The previous section explained how problems with flavor-changing interactions might be solved in theories with supersymmetry. But another question challenging the model builder is why there should be different flavors of quarks and leptons with different masses in the first place. The Higgs mechanism gives particles their masses, but the precise values are different for each flavor. This can be true only if each of the flavors interacts differently with whatever plays the role of the Higgs particle. Given that the three flavors of each particle type, such as the up, charm, and top quarks, have exactly the same gauge interactions, it’s mysterious that they should all have different masses. Something has to distinguish them, but the particle physics of the Standard Model doesn’t tell us what.
We can try to make models that explain different masses. But almost invariably, any model would also contain unwanted interactions that would change flavor identities. What we need is something that can safely distinguish flavors without producing these problematic interactions.

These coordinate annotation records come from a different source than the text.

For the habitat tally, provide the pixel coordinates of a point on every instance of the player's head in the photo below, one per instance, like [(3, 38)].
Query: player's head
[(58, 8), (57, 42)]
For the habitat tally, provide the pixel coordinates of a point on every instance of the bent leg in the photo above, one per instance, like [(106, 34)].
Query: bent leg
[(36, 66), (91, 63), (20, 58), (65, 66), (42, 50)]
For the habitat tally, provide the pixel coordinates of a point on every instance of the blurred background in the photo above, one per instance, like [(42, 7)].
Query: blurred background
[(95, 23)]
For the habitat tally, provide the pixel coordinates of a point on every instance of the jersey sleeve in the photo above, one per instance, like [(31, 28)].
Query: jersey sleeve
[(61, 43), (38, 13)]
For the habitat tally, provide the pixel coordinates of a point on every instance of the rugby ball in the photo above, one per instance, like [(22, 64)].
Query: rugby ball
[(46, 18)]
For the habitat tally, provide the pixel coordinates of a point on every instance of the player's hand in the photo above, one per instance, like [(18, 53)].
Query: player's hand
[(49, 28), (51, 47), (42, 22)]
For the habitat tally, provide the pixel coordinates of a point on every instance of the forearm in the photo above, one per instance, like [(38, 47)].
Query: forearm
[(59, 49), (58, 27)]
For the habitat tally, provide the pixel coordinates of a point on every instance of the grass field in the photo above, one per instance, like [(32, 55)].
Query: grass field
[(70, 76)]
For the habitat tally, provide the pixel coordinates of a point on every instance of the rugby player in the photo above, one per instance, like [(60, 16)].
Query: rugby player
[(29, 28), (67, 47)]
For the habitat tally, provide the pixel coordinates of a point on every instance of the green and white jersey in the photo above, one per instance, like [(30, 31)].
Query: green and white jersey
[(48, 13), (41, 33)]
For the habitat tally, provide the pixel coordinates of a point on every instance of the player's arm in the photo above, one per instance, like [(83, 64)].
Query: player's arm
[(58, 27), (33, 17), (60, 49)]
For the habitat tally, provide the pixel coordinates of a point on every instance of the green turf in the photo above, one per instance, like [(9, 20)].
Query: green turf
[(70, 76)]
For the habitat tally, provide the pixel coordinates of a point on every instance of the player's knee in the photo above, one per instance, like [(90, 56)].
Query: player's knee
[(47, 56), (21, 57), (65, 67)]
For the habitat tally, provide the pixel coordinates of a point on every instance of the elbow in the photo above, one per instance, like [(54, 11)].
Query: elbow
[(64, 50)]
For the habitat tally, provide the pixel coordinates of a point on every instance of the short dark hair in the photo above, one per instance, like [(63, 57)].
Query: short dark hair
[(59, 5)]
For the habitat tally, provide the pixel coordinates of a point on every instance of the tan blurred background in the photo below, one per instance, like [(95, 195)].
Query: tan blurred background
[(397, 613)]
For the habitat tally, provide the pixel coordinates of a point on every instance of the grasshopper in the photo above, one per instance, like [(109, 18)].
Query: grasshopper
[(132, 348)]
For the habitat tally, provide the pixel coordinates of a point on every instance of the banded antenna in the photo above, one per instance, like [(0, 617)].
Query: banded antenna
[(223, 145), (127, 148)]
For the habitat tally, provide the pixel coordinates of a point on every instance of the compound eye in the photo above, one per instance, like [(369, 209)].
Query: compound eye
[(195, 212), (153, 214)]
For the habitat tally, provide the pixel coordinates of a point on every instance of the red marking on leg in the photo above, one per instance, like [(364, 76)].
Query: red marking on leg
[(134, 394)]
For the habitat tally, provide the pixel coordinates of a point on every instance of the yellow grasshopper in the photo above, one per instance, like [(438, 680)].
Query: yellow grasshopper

Nima Arkani-Hamed and the German-born physicist Martin Schmaltz assumed that different Standard Model particles were housed on separate branes and that they could explain some masses. Nima and Savas Dimopoulos found another, even simpler possibility. They assumed that there was a brane on which particles of the Standard Model were confined, and that the interactions among particles on this brane treated all flavors identically. But with only
flavor-symmetric interactions, which treat all the flavors the same, all particles would have exactly the same mass. Clearly, we can explain the different masses only if something treats the particles differently.